L'Eurogroupe a donné moins d'une semaine à Athènes pour répondre à plusieurs exigences, dont celle de trouver 325 millions d'euros d'économies budgétaires supplémentaires, avant d'accorder leur aide au pays.
Si la Grèce remplit les conditions posées par ses créanciers, l'Eurogroupe devrait approuver mercredi 15 février un deuxième prêt.
En outre, Wall Street "attend un réel coup de fouet qui ne viendra qu'avec des chiffres forts" révélateurs d'une accélération franche de la reprise. Or les statistiques publiées jeudi n'ont pas été dans ce sens.
Le déficit commercial a atteint en décembre son plus haut niveau depuis six mois, au-delà des attentes du marché. Et le moral des ménages baisse en février, pour la première fois en six mois, selon l'indice de l'Université de Michigan.
"Entre l'ultimatum pour le versement de l'aide (à la Grèce) et une série inattendue de statistiques mauvaises (...), le marché est resté en baisse de l'ouverture à la clôture", a résumé Andrea Kramer de Schaeffer Investment Research.
Du côté des valeurs, le réseau social pour professionnel sur internet LinkedIn s'est envolé de 17,76%, à 89,96 dollars, après avoir publié un chiffre d'affaire trimestriel doublé sur un an.
Le géant Google a cédé de son côté 0,91% à 605,91 dollars. Selon le Wall Street Journal, le groupe internet prépare un appareil de salon fonctionnant avec son système d'exploitation Android qui sera en mesure de diffuser de la musique trouvée sur un internet en streaming (en flux sans téléchargement).

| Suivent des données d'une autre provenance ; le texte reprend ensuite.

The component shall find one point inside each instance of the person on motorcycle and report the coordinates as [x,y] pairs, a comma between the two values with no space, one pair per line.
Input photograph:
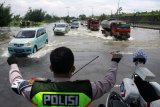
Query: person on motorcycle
[61,91]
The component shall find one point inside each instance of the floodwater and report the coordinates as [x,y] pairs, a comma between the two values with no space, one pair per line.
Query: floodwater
[85,45]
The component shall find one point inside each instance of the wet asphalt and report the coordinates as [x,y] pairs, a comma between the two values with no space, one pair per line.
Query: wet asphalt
[85,45]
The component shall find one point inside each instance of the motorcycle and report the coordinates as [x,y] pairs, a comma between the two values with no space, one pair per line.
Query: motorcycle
[138,91]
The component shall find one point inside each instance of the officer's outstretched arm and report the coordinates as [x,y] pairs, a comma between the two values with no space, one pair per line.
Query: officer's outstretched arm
[107,83]
[18,84]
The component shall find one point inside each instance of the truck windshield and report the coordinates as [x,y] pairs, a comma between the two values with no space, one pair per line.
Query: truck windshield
[26,34]
[95,22]
[60,25]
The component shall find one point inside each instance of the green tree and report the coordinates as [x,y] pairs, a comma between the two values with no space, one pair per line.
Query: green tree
[82,17]
[102,17]
[5,15]
[36,15]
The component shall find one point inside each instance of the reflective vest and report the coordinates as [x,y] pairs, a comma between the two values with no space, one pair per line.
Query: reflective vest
[61,94]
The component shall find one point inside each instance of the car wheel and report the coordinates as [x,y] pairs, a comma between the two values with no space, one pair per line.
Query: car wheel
[46,41]
[34,49]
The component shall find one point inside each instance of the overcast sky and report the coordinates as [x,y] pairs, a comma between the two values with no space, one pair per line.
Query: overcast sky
[76,7]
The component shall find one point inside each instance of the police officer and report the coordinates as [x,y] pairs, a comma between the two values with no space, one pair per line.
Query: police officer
[61,91]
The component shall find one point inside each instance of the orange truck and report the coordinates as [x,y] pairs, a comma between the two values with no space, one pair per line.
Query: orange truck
[117,28]
[93,24]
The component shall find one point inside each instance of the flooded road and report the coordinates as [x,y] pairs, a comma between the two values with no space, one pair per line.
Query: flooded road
[86,45]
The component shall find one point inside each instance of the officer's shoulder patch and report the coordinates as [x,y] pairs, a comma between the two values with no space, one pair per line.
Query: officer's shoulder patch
[42,80]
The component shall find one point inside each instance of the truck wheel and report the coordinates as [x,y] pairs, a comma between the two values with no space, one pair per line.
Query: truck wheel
[46,41]
[107,33]
[35,49]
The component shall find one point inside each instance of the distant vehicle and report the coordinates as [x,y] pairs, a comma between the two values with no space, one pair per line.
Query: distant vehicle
[74,20]
[74,25]
[93,24]
[117,28]
[28,41]
[61,28]
[83,22]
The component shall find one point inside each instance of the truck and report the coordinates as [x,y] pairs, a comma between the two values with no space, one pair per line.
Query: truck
[116,28]
[93,24]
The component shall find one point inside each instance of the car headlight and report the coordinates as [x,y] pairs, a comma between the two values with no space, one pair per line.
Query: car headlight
[11,44]
[29,43]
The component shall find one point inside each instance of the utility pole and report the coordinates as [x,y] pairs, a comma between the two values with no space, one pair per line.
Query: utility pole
[92,11]
[118,9]
[68,10]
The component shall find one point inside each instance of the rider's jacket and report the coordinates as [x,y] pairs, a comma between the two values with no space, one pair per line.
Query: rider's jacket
[61,94]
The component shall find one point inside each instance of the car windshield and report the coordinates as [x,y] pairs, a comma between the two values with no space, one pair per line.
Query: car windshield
[74,23]
[60,25]
[26,34]
[95,22]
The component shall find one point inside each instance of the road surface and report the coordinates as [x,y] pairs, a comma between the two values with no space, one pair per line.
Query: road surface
[86,45]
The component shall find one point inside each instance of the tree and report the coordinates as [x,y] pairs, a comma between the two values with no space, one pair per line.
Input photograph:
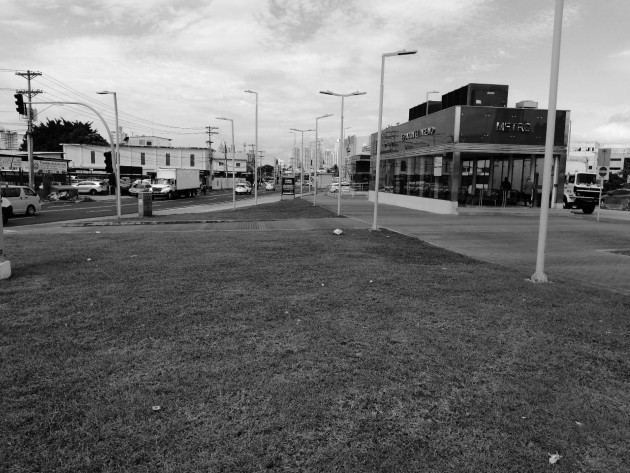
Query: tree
[50,135]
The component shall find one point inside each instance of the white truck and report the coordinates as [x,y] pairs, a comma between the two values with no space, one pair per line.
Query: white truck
[171,183]
[581,191]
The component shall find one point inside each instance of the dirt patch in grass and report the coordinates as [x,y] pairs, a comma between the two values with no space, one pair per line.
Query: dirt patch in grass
[301,352]
[282,210]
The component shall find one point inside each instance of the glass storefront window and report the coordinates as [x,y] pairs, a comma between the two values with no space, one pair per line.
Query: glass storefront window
[415,176]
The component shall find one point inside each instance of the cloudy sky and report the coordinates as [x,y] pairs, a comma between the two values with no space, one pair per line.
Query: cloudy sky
[177,65]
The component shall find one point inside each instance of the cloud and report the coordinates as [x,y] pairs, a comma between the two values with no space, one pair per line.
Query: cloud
[611,133]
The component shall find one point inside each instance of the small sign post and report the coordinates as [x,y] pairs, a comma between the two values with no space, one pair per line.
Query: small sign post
[288,186]
[603,175]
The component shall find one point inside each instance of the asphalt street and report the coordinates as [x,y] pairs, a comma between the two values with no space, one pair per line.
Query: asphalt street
[578,247]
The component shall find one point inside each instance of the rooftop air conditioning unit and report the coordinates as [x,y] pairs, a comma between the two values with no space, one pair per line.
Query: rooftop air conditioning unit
[527,104]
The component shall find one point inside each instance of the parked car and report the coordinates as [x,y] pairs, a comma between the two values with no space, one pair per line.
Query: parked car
[242,188]
[91,187]
[616,200]
[23,199]
[139,187]
[125,185]
[7,210]
[345,187]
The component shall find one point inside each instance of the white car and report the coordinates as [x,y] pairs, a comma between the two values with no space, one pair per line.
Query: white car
[23,199]
[90,187]
[345,187]
[140,187]
[242,188]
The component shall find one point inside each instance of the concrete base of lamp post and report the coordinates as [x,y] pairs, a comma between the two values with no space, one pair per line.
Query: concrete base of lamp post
[5,269]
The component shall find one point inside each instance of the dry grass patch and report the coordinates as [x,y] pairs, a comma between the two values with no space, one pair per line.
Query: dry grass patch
[301,351]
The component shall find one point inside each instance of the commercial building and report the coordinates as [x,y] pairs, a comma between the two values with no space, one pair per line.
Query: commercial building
[460,154]
[141,156]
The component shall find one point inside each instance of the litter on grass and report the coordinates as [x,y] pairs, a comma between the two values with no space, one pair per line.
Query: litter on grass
[553,459]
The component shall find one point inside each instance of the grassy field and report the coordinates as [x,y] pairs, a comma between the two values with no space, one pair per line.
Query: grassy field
[301,351]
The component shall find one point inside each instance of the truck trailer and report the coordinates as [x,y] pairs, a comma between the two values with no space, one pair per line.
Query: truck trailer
[171,183]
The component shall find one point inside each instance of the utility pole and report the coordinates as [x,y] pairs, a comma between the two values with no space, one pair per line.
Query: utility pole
[28,75]
[210,156]
[225,154]
[260,155]
[254,155]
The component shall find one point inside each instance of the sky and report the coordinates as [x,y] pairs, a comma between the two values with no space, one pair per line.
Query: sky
[178,65]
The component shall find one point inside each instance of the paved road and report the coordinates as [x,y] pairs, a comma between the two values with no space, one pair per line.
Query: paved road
[105,206]
[578,246]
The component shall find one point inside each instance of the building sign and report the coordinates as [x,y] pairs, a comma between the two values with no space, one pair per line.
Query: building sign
[510,126]
[437,166]
[513,127]
[47,167]
[15,163]
[430,130]
[10,163]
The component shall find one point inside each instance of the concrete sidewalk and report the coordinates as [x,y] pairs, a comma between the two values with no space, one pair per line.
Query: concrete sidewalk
[578,247]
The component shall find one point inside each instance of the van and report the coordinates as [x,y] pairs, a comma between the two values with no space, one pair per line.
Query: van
[23,199]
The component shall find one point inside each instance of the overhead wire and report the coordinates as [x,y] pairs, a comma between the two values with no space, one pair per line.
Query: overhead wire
[54,90]
[132,121]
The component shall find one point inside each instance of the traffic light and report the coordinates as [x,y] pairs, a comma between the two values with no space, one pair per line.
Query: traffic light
[109,168]
[19,102]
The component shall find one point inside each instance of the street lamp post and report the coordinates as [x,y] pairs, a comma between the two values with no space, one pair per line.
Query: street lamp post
[117,153]
[427,102]
[302,161]
[256,151]
[233,164]
[380,125]
[343,96]
[293,157]
[540,276]
[316,153]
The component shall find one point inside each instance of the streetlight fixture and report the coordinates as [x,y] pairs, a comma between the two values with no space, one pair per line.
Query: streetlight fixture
[432,92]
[302,161]
[233,164]
[380,125]
[316,153]
[117,153]
[343,96]
[256,151]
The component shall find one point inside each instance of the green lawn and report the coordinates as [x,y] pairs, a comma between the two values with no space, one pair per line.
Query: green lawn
[301,351]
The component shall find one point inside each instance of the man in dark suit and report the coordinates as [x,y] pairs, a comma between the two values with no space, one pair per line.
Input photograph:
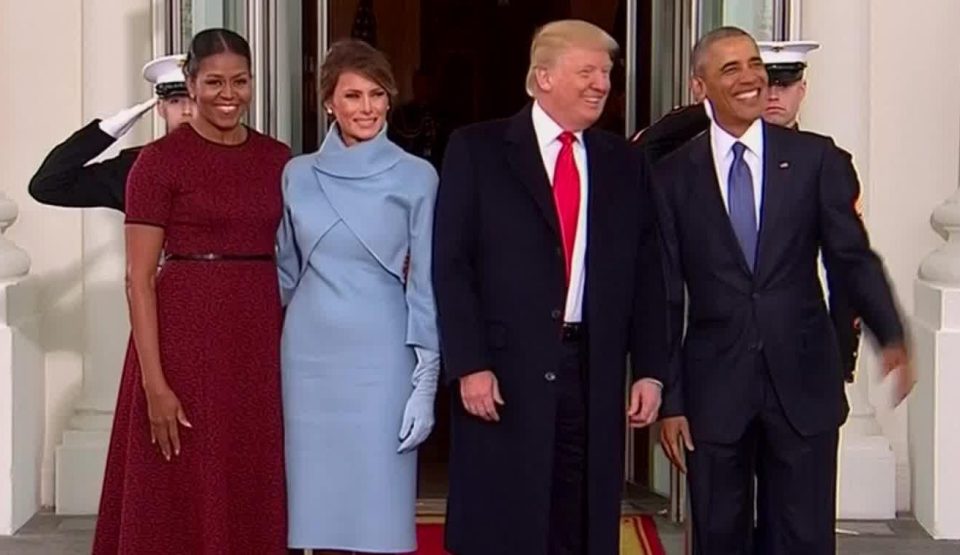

Yahoo! a progressé de 0,87% à 16,14 dollars, porté par les informations de presse sur l'intention du géant chinois du commerce en ligne Alibaba d'emprunter trois milliards de dollars pour racheter ses parts détenues par Yahoo!
Apple a continué à battre des records de valorisation, flirtant toute la séance avec les 500 dollars pour finalement finir en hausse de 0,05%, à 493,42 dollars. Le marché bruisse de rumeurs annonçant le lancement d'une troisième version très réussie de la tablette iPad, le mois prochain.
De son côté, le site Internet de voyages Expedia a abandonné 1,81% à 33,54 dollars, plombé par des résultats ressortis en deçà des attentes.
Toutes les valeurs du Dow Jones ont fini dans le rouge, à l'exception d'Home Depot (+0,13% à 45,33 dollars).
Dans l'énergie, le fabriquant de panneaux solaires First Solar a chuté de 10,43% (43,91 dollars) aors qu'un retard de financement gouvernemental menaçait une cession au groupe Exelon.
Le marché obligataire a fini en hausse. Le rendement du bon du Trésor à 10 ans a reculé à 1,969% contre 2,047% jeudi soir et celui à 30 ans, à 3,122% contre 3,189% la veille.